5. (a) Besprak Jezus in zijn antwoord het einde van het joodse samenstel van dingen? (b) Hoe weten wij dat bij zijn antwoord veel meer dan dat betrokken was?
5 Jezus beantwoordde hun vraag, maar zijn antwoord reikte verder dan wat alleen maar op het joodse samenstel van dingen van invloed zou zijn. De taal die in Matthéüs 24:21, 22 wordt gebezigd, geeft te kennen dat hij een „grote verdrukking” van zulke afmetingen in gedachten had dat deze door niets in de menselijke geschiedenis zou worden geëvenaard. In 24 vers 30 toonde hij bovendien aan dat niet slechts de joden, maar „alle stammen der aarde” erbij betrokken zouden zijn. En in hoofdstuk 25, vers 32, bracht hij „alle natiën” in het beeld.
6. (a) Hoeveel van Matthéüs 24 heeft meer dan één vervulling? (b) Vooral in welk deel van de wereld vindt de hedendaagse vervulling plaats?

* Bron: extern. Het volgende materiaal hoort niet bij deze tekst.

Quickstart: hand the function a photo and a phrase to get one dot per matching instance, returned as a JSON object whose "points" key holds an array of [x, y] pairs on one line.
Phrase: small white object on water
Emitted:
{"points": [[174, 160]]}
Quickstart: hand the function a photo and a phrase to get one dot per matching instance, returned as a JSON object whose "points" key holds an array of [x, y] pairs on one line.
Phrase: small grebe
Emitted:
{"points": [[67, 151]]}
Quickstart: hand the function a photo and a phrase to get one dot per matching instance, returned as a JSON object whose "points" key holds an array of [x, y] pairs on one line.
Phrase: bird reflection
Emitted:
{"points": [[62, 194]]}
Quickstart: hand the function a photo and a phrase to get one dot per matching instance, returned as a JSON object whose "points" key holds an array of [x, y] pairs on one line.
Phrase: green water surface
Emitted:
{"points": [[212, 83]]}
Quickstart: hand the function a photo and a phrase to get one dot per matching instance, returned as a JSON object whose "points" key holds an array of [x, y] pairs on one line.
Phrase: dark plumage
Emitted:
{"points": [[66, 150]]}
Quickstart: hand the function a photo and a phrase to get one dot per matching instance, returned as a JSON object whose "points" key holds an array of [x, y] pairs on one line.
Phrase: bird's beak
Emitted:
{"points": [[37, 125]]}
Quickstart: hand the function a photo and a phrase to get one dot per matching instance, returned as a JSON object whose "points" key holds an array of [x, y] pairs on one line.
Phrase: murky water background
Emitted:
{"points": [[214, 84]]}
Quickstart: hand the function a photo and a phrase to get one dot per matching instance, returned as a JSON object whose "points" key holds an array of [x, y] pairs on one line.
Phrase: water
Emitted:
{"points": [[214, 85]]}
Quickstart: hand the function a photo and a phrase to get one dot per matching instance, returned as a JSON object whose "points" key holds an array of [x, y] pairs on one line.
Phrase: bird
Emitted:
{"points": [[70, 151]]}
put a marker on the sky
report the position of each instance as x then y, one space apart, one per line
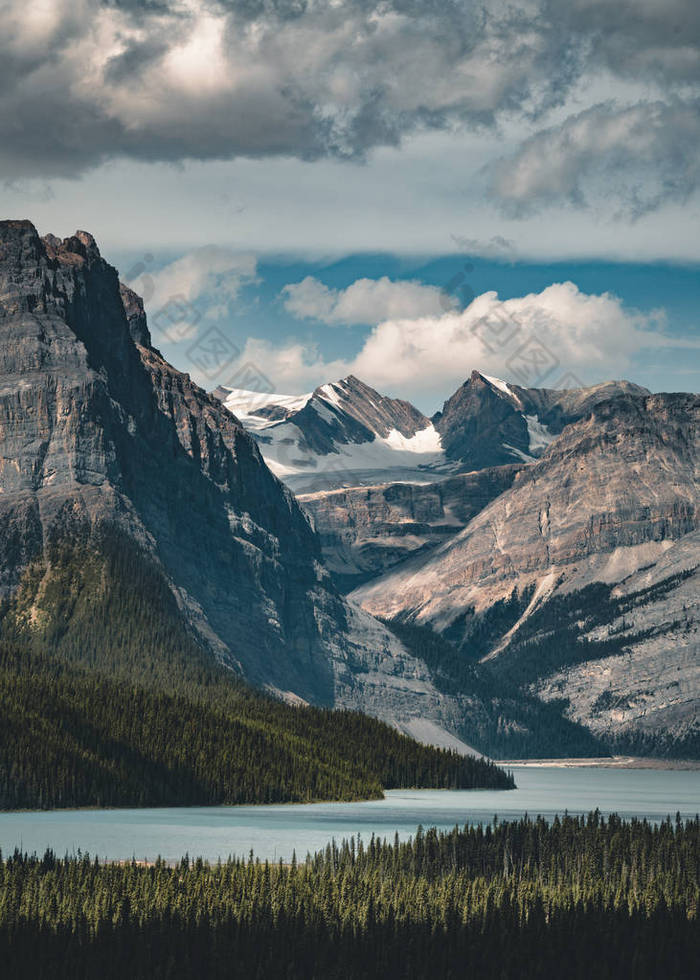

6 Wat in Matthéüs hoofdstuk 24, de verzen 4 tot en met 22 staat opgetekend, is allemaal destijds in de eerste eeuw, tussen de jaren 33 en 70 G.T., in vervulling gegaan. Het gaat echter ook in onze tijd in vervulling, en wel sinds het jaar 1914 G.T., dat door zowel de bijbel als door de wereldlijke geschiedenis als een gekenmerkte datum in de wereldgeschiedenis wordt gekenmerkt. De gebeurtenissen ter vervulling van Jezus’ profetie zijn vooral geschied in de landen die het tegenbeeld vormen van het ontrouwe Jeruzalem uit de oudheid, namelijk in de christenheid, die beweert in een verbondsverhouding tot de God van de bijbel te staan.
7. Hoe zijn er sinds 1914 inderdaad bedriegers gekomen die zeggen: „Ik ben de Christus”?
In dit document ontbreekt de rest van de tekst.